Asking for login details
Do not trade gold in-game unless you're following instructions from OSRS gold a verified seller’s official website chat.
Random in-game gold sellers are almost always scams or account thieves.
Never Share Your OSRS Login Information
This should be obvious, but many new players fall for “delivery verification” scams where a fake seller says:
“We need to log in to deposit your gold, please send your email and password.”
Legitimate OSRS gold sellers never require your login information.
If someone asks for:
Your account password
Your recovery email
Your authentication code
Your bank PIN
It is 100% a scam.
You only need to meet a delivery agent at a designated world and trade them.
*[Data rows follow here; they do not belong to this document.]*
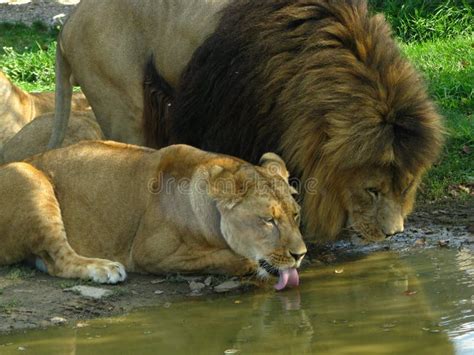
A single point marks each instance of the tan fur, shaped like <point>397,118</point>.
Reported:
<point>89,209</point>
<point>33,138</point>
<point>17,107</point>
<point>119,37</point>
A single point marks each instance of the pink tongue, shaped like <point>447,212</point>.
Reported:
<point>288,277</point>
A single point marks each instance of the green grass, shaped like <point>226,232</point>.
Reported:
<point>27,55</point>
<point>448,66</point>
<point>421,20</point>
<point>437,36</point>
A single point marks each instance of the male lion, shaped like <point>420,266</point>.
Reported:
<point>321,82</point>
<point>94,209</point>
<point>17,107</point>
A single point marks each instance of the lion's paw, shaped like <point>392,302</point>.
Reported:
<point>105,271</point>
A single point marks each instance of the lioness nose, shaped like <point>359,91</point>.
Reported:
<point>297,257</point>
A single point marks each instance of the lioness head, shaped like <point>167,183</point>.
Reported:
<point>259,217</point>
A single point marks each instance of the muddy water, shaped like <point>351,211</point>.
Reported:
<point>384,303</point>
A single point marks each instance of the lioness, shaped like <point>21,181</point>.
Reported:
<point>320,82</point>
<point>33,137</point>
<point>18,107</point>
<point>96,209</point>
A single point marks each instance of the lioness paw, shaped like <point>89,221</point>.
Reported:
<point>104,271</point>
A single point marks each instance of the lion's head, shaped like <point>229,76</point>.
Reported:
<point>259,217</point>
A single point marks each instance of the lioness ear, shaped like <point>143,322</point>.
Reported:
<point>224,187</point>
<point>275,165</point>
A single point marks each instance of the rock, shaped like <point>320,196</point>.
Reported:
<point>90,292</point>
<point>157,281</point>
<point>196,286</point>
<point>208,281</point>
<point>227,286</point>
<point>191,278</point>
<point>58,320</point>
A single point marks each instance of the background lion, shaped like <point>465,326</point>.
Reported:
<point>320,82</point>
<point>91,209</point>
<point>33,138</point>
<point>104,47</point>
<point>18,107</point>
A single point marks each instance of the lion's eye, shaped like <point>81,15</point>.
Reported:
<point>269,220</point>
<point>373,192</point>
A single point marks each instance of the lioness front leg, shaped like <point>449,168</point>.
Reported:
<point>31,224</point>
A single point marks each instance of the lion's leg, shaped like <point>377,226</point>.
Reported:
<point>38,229</point>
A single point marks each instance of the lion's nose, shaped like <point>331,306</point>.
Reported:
<point>297,257</point>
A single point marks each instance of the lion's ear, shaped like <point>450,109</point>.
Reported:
<point>275,165</point>
<point>224,188</point>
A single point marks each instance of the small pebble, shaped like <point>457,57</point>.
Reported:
<point>208,281</point>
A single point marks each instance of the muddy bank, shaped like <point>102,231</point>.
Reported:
<point>30,299</point>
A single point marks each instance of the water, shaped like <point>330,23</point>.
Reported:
<point>384,303</point>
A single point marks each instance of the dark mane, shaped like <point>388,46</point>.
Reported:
<point>158,98</point>
<point>320,82</point>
Nothing else.
Use Payment Methods With Buyer Protection
Some scammers try to push payment methods that offer no safety net. You should always choose payment options that let you dispute a transaction if needed.
Best payment methods for safe OSRS gold buying:
PayPal
Credit or debit card
Google Pay / Apple Pay
Crypto (only with trusted sellers)
Risky payment methods to avoid:
CashApp
Bank transfers
Zelle
Amazon/Steam/iTunes gift cards
Western Union
Legitimate sellers don’t rely on these unless they’re trying to dodge chargeback protections.
Verify the Seller’s Live Chat Before Trading In-Game
Scammers often impersonate customer service agents or delivery bots in-game. They’ll say something like:
“I’m from Customer Support, here to deliver your gold.”
But they have no connection to cheap OSRS Accounts the real website.